3.2 Multiple Comparison

When the input contains multiple transcriptome samples, CARMO applies k-means clustering to group genes into different groups with distinct expression profiles across samples. Genes in each cluster can further be submitted for gene list annotation.

4. Genomic Sites Annotation

4.1 Peak Annotation

4.1.1 Data Input I: one peak file in bed format

Summit position of a peak is used to plot peak distribution. If summit is not provided, the middle of input peak is used as peak summit.

4.1.2 Peak Annotation Plot

a) Peak Around TSS Distribution.

You can use upstream option and downstream option to define the range of the profile. The bin option indicates the length of genomic region to record the number of peaks within the region. The smooth option is the bin number that is smoothed. Larger number resulted in smoother curve.

The left curve is plotted with default smooth value (=5 bins). The smooth value is set to 20 for the right curve.

b) peak length distribution

The length range are dynamically determined by the peak file. The number on the top of bar is the number of peak whose length is within the range and the height of the bar (y axis) is the fraction of peaks.

c) Peak feature distritbution graph

Peak distribution in relation to gene annotation. Promoter region can be defined using upstream and downstream options.

d) Target gene annotation

Target genes can be submitted for gene annotation analysis (see Gene Annotation part)

4.1.3 Data Input II: two peak files when your experiment involves two samples under comparison

CARMO will first divide the two inputs to common and unique peak files, summarize peak statistics, detect common and unique target genes, and perform integrative functional analyses for each gene list.

4.2 SNP Annotation

SNP Annotation module is the web implement of ANNOVAR, a widely used SNP annotation tool.

Data Input: a standard vcf file [check vcf format detail]

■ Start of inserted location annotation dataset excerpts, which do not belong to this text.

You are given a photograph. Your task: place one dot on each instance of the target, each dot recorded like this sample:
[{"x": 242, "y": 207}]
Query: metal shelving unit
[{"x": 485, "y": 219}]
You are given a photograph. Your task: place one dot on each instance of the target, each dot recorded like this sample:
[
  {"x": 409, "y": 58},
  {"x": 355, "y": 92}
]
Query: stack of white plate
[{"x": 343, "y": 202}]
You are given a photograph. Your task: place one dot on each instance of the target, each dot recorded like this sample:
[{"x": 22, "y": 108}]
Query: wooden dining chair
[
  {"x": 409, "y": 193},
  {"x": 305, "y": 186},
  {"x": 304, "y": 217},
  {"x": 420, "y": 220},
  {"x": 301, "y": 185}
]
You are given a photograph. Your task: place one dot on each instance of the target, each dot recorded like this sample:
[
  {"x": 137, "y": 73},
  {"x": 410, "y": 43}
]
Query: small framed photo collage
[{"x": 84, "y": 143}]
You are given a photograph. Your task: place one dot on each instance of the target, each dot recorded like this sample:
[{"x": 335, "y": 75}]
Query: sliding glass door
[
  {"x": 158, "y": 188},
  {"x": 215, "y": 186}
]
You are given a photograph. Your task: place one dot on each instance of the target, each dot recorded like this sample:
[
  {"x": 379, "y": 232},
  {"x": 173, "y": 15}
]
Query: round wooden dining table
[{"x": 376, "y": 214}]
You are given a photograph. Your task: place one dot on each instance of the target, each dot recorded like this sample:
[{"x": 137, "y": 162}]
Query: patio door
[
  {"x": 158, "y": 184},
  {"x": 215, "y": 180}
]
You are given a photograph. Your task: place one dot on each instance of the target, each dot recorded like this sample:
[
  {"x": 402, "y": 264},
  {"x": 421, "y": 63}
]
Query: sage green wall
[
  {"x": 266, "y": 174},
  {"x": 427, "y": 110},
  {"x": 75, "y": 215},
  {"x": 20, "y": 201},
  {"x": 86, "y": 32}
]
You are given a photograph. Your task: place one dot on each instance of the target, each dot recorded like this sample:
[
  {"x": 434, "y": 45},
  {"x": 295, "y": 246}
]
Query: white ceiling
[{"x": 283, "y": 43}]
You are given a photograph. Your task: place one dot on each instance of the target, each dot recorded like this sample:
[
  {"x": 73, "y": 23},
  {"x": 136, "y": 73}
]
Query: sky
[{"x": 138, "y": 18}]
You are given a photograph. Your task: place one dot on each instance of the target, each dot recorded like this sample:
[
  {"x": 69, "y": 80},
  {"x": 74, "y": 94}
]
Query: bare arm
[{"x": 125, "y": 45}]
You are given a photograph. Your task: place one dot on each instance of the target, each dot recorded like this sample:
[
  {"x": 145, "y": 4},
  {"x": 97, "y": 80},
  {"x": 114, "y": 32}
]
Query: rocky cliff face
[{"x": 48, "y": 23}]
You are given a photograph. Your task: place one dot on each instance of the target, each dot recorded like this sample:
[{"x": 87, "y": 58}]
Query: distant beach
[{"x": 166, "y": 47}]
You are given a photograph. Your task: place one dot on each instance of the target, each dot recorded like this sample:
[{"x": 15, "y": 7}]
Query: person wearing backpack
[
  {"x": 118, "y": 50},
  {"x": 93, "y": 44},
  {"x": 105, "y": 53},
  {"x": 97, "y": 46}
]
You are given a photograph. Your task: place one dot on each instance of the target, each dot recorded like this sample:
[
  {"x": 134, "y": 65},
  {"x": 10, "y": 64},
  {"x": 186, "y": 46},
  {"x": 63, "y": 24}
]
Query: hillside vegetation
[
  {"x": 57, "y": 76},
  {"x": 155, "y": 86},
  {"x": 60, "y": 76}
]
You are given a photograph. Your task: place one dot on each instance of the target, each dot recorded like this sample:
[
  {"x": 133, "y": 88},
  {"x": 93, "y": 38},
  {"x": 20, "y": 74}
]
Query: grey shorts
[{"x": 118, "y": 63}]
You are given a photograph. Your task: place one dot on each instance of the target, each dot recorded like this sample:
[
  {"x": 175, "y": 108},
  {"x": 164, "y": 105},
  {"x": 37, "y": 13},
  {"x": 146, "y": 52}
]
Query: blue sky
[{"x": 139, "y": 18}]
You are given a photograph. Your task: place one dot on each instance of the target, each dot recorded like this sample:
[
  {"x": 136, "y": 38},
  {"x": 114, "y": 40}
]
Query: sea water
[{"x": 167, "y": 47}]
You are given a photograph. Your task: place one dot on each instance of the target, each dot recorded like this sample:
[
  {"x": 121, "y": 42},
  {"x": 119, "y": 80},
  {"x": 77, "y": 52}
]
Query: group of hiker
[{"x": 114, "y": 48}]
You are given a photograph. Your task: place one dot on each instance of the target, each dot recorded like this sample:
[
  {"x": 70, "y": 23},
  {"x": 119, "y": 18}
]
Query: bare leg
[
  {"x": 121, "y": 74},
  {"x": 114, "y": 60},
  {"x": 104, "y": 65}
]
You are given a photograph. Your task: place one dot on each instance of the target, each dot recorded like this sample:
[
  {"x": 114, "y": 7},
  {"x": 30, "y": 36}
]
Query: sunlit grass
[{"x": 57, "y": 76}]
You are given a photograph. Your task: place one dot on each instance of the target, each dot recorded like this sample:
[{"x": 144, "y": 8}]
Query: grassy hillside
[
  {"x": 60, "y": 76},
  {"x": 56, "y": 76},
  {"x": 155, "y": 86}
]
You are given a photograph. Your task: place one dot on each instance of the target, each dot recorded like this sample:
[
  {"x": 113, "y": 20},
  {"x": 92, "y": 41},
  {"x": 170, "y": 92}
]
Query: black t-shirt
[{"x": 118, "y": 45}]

The genomic position, mutation type, affected region and description of each input SNP are reported.

5. Track your tasks

Some analyses may take several hours, if your email address is given, a notification email will be sent to your mailbox once the task completed. Users can also assign different job names to manage diffenert tasks.

Another method to track your job is using job id, which will be generated as the task submitted. You can enter your job id in the search box to check the status of the job. If the job is completed, the result page will show up. Currently, the job result will be kept in our server for at least two weeks.

Reference

Kolpakov, F.A., Ananko, E.A., Kolesov, G.B. and Kolchanov, N.A. (1998) GeneNet: a gene network database and its automated visualization. Bioinformatics, 14, 529-537.

Segal, E., Friedman, N., Koller, D. and Regev, A. (2004) A module map showing conditional activity of expression modules in cancer. Nature genetics, 36, 1090-1098.

Stuart, J.M., Segal, E., Koller, D. and Kim, S.K. (2003) A gene-coexpression network for global discovery of conserved genetic modules. Science, 302, 249-255.